Dmel\5-HT2A is orthologous to three serotonin class 2 receptor genes in human, HTR2A, HTR2B, and HTR2C. HTR2A is implicated in susceptibility to a number of disorders related to mental health, including obsessive-compulsive disorder, depressive disorders, and anorexia nervosa (see MIM:182135). Of the human HTR2 genes, only Hsap\HTR2C has been introduced into flies; a stock is available but has not been characterized.
There is a second serotonin class 2 receptor gene in flies, Dmel\5-HT2B. Both Dmel\5-HT2A and Dmel\5-HT2B have been characterized as modulators of anxiety in a fly assay. Similar to the case for resistance to metitepine, the two genes exhibit different responses: knockdown of 5-HT2B is observed to significantly decrease behavior associated with anxiety; knockdown of 5-HT2A has no consistent effect. See the human disease model reports 'anxiety modulator(s), serotonin class 2 receptor(s)' (FBhh0001006) and 'anxiety modulators, fly wall-following model' (FBhh0001005).
Animals homozygous for loss-of-function mutations of Dmel\5-HT2A typically die during late embryonic or early larval stages. In the larval feeding assay (in absence of metitepine), first-instar larvae homozygous for 5-HT2A loss-of-function mutations eat less than controls.
[updated Jun. 2022 by FlyBase; FBrf0222196]

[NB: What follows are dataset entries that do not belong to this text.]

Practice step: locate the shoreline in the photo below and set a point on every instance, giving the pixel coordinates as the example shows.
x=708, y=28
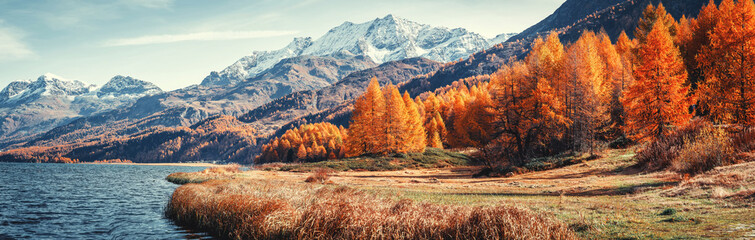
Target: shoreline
x=165, y=164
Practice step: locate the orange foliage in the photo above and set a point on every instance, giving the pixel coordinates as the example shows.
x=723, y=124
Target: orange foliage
x=307, y=143
x=385, y=122
x=728, y=63
x=657, y=98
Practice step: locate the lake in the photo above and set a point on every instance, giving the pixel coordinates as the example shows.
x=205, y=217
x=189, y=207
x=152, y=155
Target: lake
x=87, y=201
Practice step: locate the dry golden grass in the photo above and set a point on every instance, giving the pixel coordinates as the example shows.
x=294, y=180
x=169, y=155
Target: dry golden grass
x=252, y=209
x=698, y=147
x=219, y=172
x=603, y=198
x=722, y=182
x=320, y=175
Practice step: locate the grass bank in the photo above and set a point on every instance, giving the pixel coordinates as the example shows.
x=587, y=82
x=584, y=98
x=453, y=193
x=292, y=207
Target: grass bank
x=218, y=172
x=603, y=198
x=253, y=209
x=431, y=158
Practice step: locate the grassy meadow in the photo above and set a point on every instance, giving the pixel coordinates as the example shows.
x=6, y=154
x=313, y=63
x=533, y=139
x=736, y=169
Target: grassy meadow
x=602, y=198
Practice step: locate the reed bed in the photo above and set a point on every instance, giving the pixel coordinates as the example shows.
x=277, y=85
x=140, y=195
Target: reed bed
x=223, y=172
x=247, y=209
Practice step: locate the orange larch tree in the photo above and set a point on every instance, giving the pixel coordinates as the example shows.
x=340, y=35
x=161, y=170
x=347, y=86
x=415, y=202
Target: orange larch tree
x=728, y=63
x=650, y=16
x=613, y=69
x=396, y=133
x=698, y=37
x=416, y=140
x=589, y=96
x=367, y=126
x=657, y=98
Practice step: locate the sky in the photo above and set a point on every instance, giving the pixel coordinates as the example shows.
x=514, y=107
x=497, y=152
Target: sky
x=176, y=43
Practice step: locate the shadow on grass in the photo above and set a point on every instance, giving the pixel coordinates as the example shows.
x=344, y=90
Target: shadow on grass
x=615, y=191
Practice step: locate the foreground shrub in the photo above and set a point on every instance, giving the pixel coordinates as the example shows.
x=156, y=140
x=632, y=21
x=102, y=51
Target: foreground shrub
x=710, y=148
x=223, y=172
x=320, y=175
x=246, y=209
x=695, y=148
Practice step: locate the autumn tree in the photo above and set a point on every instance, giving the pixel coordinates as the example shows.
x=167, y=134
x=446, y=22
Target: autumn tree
x=613, y=85
x=650, y=16
x=368, y=126
x=396, y=130
x=657, y=98
x=525, y=112
x=416, y=138
x=434, y=124
x=588, y=92
x=728, y=63
x=694, y=37
x=385, y=122
x=306, y=143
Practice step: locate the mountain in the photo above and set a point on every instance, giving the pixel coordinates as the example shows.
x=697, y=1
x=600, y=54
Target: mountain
x=31, y=107
x=570, y=20
x=268, y=118
x=382, y=40
x=187, y=106
x=265, y=76
x=126, y=87
x=220, y=138
x=612, y=16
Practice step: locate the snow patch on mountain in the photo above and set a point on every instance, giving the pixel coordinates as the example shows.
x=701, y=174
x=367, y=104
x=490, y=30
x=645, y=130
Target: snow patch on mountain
x=384, y=39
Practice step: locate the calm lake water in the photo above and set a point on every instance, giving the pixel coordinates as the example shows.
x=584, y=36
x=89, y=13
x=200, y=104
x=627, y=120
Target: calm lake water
x=86, y=201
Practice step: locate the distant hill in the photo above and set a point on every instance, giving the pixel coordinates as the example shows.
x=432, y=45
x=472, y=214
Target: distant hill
x=32, y=107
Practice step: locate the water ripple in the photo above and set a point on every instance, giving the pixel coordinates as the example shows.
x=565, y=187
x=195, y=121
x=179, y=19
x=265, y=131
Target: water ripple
x=75, y=201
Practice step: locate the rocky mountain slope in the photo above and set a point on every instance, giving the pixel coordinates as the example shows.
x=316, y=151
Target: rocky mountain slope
x=265, y=76
x=215, y=138
x=382, y=40
x=270, y=117
x=31, y=107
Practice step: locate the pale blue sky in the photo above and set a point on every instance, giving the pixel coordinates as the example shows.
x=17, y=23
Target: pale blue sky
x=176, y=43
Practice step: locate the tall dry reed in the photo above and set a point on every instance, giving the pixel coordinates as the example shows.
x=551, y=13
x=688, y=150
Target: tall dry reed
x=245, y=209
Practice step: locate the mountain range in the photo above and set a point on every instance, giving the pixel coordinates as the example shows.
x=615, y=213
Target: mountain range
x=312, y=81
x=29, y=107
x=382, y=40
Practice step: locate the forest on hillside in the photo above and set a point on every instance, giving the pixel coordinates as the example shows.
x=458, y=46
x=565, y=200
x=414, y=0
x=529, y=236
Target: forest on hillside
x=691, y=80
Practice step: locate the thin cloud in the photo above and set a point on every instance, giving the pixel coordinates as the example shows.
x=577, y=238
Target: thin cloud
x=11, y=46
x=200, y=36
x=150, y=3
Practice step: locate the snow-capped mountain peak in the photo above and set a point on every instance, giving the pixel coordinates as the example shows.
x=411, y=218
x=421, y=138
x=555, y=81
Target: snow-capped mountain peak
x=383, y=39
x=120, y=86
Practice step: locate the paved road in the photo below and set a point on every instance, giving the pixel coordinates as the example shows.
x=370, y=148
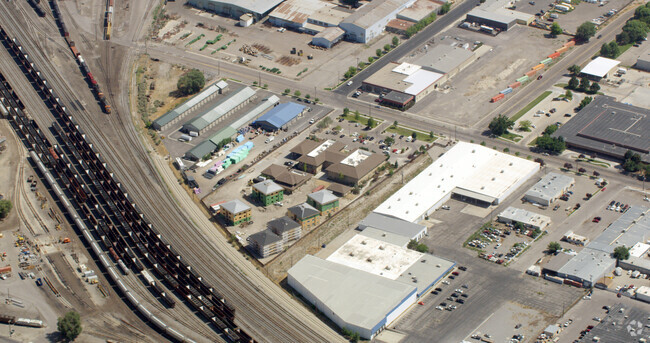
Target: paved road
x=408, y=46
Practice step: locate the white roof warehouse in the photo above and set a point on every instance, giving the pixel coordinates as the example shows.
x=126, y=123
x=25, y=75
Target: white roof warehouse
x=470, y=171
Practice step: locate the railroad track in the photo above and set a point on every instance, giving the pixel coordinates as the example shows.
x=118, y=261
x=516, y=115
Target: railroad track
x=260, y=316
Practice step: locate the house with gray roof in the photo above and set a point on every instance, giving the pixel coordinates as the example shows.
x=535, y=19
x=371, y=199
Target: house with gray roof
x=286, y=228
x=266, y=243
x=306, y=215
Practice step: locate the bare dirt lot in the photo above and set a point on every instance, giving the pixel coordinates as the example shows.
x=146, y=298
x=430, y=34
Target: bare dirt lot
x=513, y=53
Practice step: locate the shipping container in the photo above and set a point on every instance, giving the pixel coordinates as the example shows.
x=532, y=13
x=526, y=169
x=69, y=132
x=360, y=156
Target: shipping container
x=523, y=79
x=538, y=67
x=497, y=97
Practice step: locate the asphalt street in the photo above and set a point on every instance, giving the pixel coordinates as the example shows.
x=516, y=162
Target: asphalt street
x=411, y=44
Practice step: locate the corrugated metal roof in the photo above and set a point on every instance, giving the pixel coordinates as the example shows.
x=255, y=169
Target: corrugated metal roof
x=281, y=114
x=171, y=115
x=259, y=109
x=224, y=106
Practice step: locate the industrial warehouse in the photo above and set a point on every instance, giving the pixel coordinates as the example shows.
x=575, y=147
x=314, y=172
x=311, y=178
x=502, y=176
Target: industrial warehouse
x=470, y=172
x=347, y=286
x=610, y=128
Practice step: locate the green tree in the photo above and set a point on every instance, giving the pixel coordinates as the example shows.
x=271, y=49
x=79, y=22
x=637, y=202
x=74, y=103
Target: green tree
x=556, y=30
x=568, y=94
x=584, y=102
x=525, y=125
x=574, y=69
x=500, y=125
x=610, y=50
x=550, y=129
x=5, y=208
x=594, y=88
x=585, y=31
x=621, y=252
x=584, y=84
x=69, y=325
x=573, y=83
x=553, y=247
x=633, y=31
x=324, y=123
x=191, y=82
x=444, y=9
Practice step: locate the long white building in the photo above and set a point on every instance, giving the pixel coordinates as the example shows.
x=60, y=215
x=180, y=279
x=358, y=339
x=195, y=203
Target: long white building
x=468, y=171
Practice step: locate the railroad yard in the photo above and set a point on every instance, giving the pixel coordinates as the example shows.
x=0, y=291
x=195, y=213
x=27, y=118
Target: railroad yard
x=324, y=162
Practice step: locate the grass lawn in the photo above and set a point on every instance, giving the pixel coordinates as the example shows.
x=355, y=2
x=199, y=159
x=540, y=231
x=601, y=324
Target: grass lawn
x=420, y=136
x=363, y=120
x=530, y=106
x=512, y=136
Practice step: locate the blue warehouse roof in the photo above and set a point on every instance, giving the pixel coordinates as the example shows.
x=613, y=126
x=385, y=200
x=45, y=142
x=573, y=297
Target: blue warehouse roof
x=280, y=115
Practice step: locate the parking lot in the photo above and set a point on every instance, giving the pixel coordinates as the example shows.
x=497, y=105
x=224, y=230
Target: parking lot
x=467, y=100
x=273, y=47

Obesity is an abnormal accumulation of body fat, usually 20% or more over an individual's ideal body weight. Obesity is associated with increased risk of illness, disability, and death. (http://medical-dictionary.thefreedictionary.com/obesity).
The development of obesity is recognized as having both genetic and environmental components (https://www.sciencelearn.org.nz/resources/203-obesity-genetic-or-environmental).
Variants in the human HTR2A gene are associated with susceptibility to schizophrenia, obsessive-compulsive disorder, and other psychiatric conditions; variants in this gene also affect response to specific antidepressants. [NCBI Gene, HTR2A, 2019.04.17; MIM:182135, 2019.04.17]
There are 13 G-protein-coupled serotonin receptor genes in human, comprising 6 subclasses (HGNC: https://www.genenames.org/data/genegroup/#!/group/170). There are three human serotonin class 2 receptor genes.
There are 5 G-protein-coupled serotonin receptor genes in Drosophila, making up 3 subclasses (corresponding to subclasses 1, 2 and 7 in human) (see FBgg0000206). There are two serotonin class 2 receptor genes in fly.
HTR2A, HTR2B, and HTR2C encode G-protein-coupled receptors for the neurotransmitter 5-hydroxytryptamine (5-HT or serotonin).